Parole semplici, chiare, alle quali il giornalista di lungo corso di Avvenire ha replicato così: «Non ho alcun dubbio sul fatto che chi ha visto solo pochi secondi di registrazione, o appena un fotogramma dello spettacolo ‘Grillo vs Grillo’, possa essere stato indotto a genuino sconcerto e, dico io, ad amaro equivoco. Quello, appunto, della parodia blasfema dell’Eucaristia da parte del comico genovese… Ma in ogni evento comunicativo, conviviale o di massa, eliminare il contesto (che, sia chiaro, può essere un’aggravante) è sempre azzardato ed espone a inevitabili errori di valutazione (e questo vale persino in Italia dove il ‘contesto’ a causa di un’altra storia a sfondo politico, in quel caso protagonista Silvio Berlusconi, è diventato addirittura una parolaccia ‘a prescindere’). Trovo interessante, e preoccupante, che dei commenti finora giunti in redazione, per posta o sulla pagina Facebook di ‘Avvenire’, ben pochi siano di chi ha visto lo spettacolo. E mi colpisce che tra chi non ha visto di nuovo quasi nessuno si fida di chi invece c’era e ha potuto valutare. Lo racconto di nuovo. Grillo clown discute e litiga con il Grillo politico, presente in ologramma, ossia finto, ossia un fantasma da esorcizzare. Alla fine, esasperato, sbotta: io leader? Io guru? Io una sorta di Gesù Cristo? Ma per piacere…. Però, se proprio insistete, ecco qua, venite a mangiare il grillo caramellato.

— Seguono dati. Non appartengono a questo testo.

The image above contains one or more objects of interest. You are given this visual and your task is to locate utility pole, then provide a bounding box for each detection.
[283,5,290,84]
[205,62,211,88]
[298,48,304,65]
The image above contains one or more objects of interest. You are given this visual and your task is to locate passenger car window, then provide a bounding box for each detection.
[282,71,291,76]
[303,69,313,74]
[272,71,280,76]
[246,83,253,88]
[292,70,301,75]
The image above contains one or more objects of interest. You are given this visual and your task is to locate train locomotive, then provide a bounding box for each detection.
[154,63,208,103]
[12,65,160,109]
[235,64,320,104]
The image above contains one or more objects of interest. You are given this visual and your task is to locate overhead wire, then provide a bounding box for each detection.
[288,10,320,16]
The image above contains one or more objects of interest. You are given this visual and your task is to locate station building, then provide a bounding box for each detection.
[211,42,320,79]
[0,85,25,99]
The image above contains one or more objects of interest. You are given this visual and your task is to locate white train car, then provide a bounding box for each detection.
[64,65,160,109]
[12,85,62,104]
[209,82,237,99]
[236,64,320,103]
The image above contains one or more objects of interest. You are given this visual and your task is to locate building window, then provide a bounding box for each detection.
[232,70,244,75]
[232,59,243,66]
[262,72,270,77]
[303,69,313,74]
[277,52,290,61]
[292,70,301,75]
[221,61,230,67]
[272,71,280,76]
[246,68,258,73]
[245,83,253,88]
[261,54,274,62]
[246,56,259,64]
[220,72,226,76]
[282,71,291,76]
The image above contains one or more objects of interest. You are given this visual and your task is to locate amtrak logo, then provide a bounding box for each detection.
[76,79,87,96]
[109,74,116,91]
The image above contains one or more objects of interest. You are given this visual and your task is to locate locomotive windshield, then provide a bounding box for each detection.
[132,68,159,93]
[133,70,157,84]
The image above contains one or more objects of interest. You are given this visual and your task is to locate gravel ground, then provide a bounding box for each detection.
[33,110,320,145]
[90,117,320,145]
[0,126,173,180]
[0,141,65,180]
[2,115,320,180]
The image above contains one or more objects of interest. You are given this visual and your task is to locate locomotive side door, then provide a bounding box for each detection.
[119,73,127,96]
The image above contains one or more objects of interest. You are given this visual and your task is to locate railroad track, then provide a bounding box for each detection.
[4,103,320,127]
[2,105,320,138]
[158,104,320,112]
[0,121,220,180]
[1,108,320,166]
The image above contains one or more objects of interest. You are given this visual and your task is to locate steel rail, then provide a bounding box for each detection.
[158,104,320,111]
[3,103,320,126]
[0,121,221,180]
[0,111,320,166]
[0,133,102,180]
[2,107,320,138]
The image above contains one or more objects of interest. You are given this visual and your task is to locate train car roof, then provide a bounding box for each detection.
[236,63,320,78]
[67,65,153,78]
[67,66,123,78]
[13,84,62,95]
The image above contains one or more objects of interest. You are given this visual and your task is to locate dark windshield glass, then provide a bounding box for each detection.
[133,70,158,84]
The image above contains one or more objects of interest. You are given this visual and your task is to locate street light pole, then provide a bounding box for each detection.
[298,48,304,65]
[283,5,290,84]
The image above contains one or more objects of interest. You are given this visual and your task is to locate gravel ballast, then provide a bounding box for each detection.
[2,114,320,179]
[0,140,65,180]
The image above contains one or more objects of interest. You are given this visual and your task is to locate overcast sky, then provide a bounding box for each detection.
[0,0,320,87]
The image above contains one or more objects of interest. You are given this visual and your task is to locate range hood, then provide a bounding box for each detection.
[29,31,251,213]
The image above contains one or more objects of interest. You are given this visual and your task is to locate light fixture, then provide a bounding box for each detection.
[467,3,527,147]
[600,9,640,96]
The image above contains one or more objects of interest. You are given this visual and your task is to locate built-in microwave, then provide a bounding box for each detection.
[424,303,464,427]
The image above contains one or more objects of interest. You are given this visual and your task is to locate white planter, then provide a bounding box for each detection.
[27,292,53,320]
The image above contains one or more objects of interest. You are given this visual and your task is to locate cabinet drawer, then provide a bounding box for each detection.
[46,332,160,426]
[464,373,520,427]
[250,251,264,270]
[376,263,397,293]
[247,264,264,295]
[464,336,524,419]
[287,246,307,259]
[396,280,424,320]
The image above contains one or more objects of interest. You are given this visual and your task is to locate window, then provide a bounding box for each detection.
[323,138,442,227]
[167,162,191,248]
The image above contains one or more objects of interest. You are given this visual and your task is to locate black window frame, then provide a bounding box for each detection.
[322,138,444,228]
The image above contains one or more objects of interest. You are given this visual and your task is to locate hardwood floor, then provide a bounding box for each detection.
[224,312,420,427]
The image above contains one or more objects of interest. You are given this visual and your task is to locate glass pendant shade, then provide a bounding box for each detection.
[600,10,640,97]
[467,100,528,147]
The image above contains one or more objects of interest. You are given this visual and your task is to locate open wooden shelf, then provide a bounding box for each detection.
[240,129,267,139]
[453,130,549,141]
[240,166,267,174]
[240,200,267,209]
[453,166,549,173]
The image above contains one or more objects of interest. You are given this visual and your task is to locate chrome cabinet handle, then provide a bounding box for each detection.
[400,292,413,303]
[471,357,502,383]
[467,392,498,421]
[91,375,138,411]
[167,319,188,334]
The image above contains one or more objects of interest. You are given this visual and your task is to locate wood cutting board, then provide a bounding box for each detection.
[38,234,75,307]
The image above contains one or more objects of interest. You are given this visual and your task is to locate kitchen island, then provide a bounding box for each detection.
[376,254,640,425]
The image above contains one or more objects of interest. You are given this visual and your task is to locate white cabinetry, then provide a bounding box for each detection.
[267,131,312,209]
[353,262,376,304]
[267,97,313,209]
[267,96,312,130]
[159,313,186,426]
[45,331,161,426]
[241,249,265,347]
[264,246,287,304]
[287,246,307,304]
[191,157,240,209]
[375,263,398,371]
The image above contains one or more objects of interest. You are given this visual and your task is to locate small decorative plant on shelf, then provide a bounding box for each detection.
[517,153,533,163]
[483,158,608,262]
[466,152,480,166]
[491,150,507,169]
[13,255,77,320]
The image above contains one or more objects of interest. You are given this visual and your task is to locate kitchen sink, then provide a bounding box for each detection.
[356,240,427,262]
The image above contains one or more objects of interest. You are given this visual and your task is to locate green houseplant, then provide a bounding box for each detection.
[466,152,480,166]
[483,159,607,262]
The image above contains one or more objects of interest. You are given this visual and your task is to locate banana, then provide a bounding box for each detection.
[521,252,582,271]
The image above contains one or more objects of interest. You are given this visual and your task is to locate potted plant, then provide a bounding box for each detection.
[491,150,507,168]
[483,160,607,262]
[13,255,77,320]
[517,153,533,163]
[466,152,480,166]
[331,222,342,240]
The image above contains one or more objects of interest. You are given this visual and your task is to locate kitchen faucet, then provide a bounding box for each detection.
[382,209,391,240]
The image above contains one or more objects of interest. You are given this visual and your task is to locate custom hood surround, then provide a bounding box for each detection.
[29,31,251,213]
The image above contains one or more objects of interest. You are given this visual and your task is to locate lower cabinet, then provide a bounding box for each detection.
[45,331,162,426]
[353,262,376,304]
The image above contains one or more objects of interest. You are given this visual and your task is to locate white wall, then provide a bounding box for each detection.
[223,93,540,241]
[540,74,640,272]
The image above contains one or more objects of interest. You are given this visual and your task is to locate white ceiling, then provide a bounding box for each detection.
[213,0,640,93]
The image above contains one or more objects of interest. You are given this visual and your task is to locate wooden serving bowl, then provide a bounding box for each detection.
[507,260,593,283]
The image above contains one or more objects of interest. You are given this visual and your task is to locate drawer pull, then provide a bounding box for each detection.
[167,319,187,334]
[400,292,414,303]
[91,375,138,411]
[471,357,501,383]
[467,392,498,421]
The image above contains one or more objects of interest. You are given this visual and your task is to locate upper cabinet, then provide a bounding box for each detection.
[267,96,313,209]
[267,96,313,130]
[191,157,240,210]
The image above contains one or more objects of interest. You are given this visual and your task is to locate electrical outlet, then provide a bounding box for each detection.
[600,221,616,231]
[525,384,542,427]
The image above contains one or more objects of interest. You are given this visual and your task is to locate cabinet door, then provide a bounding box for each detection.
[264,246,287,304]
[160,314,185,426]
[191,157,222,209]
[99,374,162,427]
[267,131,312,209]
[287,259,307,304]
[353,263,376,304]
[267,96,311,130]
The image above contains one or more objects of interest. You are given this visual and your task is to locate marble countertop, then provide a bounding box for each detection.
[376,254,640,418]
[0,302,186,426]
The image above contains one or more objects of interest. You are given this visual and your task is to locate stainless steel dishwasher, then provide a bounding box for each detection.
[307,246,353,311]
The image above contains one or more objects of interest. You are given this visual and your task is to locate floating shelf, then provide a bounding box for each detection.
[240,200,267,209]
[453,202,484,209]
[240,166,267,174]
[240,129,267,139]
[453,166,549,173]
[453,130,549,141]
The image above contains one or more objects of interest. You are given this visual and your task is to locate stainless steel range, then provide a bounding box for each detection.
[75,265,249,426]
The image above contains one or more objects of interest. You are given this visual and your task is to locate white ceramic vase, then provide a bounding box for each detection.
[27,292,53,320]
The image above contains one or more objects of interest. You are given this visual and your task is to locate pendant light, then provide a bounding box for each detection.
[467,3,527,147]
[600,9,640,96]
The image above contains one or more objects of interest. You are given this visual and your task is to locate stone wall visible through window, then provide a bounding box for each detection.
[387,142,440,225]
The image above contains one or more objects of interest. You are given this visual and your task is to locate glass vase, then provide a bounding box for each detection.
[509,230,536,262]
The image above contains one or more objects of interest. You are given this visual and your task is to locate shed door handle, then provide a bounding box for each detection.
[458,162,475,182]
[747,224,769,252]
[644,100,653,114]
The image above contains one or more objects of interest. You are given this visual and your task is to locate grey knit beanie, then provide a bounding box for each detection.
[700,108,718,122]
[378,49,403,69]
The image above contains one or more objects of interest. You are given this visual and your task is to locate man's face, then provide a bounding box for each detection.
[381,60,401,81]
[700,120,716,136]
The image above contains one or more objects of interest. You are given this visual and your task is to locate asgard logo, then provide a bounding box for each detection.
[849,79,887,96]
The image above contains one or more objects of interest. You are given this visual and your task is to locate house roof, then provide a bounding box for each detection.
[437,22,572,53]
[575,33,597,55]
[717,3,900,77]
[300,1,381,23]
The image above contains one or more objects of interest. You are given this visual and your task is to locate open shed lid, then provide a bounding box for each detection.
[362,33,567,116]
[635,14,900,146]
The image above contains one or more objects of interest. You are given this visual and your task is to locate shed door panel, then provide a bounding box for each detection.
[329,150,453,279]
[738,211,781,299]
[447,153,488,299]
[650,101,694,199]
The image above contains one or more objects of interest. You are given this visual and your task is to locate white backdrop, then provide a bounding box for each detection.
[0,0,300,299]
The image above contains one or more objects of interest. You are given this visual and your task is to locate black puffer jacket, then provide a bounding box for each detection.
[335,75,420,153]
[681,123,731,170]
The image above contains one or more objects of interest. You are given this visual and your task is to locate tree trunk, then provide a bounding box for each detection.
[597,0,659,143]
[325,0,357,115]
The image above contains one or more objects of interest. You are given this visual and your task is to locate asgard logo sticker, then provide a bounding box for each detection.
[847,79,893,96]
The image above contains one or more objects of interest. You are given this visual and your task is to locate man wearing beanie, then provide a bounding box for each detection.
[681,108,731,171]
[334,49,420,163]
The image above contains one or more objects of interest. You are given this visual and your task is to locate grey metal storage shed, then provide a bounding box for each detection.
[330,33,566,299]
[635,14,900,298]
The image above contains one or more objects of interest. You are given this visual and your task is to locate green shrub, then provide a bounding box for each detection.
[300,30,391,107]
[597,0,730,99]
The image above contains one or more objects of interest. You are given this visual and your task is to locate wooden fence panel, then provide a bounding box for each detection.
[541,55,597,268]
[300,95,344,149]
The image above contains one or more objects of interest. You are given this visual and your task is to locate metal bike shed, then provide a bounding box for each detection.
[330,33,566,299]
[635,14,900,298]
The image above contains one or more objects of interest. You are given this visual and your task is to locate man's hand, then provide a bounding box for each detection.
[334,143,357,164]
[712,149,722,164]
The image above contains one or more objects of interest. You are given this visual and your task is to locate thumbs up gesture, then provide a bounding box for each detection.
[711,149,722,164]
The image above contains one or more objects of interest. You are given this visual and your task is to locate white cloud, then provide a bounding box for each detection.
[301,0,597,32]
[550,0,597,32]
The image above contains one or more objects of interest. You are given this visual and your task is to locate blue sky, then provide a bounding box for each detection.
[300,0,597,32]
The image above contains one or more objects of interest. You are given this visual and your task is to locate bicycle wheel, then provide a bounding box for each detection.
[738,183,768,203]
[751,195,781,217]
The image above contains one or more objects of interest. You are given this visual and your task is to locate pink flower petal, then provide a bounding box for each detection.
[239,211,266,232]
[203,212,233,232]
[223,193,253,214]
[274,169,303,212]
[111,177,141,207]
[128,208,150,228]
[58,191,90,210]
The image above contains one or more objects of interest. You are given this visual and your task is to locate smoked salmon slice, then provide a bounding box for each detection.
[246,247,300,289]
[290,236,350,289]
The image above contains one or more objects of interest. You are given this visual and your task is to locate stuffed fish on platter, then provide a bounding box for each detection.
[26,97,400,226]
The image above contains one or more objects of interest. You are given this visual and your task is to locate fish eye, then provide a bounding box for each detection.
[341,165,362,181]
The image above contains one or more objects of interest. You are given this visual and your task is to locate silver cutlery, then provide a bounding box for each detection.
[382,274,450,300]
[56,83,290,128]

Subito dopo invita il pubblico a mandarlo sonoramente a quel Paese. Ora, blasfemo è chi offende Dio, Cristo, la Madonna, i sacramenti con il preciso intento di offenderli, in odio verso di loro. Per ferire. Vi sembra questo il caso? Si può e si deve discutere se sia di buono o cattivo gusto. Se l’allusione a qualcosa di molto caro ai credenti sia opportuna o inopportuna. Un clown non ha mezze misure, ‘deve’ disturbare. Ma la blasfemia non c’è proprio, il contesto (che, ripeto, spesso può essere un’aggravante) garantisce che non c’è alcun odio, nessuna intenzione di irridere. Palese è invece l’intenzione di chi apre il ‘caso’ dopo più di due mesi di tournée. Palese è la strumentalizzazione politica che strumentalizza la sensibilità dei cattolici. Di questo, che era il cuore e la conclusione del mio commento, bisognerebbe parlare».
Matteo Orlando
Sono in totale accordo con il Vescovo di Oristano, anch’io come lui, non solo rattristato ma sdegnato, tanto per il gesto di Grillo quanto per la spiegazione a dir poco maldestra del giornalista. Non c’è nessun “contesto” né alcun “ritardo cronologico” né alcuna “mancata visione del programma” che possa giustificare la derisione dell’Eucaristia o attenuarla. Che l’offensore lo creda o no e che ne abbia l’intenzione o meno, il cristiano percepisce la derisione dell’Eucaristia come continuazione della derisione di Cristo inchiodato sulla Croce come avvenne quel giorno ai suoi piedi! Provo la medesima amara delusione che ho provato nel trovare sul giornale le vignette satiriche di un certo “umorista” e, alla sua dimissione (ritenuta opportuna per non perdere lettori?) il rimpianto amichevole, quasi nostalgico, del Direttore. Colgo l’occasione per dire che da tempo, personalmente, trovo che Avvenire pratichi una “informazione” e un “dialogo” (talvolta accomodanti) che dedicano ampio spazio alle opinioni della modernità e poco o nullo alle opinioni e alle ragioni dei Vescovi che pensano diversamente dalla CEI, mancando così di obiettività ecclesiale e preferendo farsi risonanza delle iniziative sociali e politiche. Ovvio, apprezzo molti altri aspetti del giornale ma gli avrei mancato di rispetto e sincerità se avessi taciuto questi suoi gravi limiti. Con amicizia.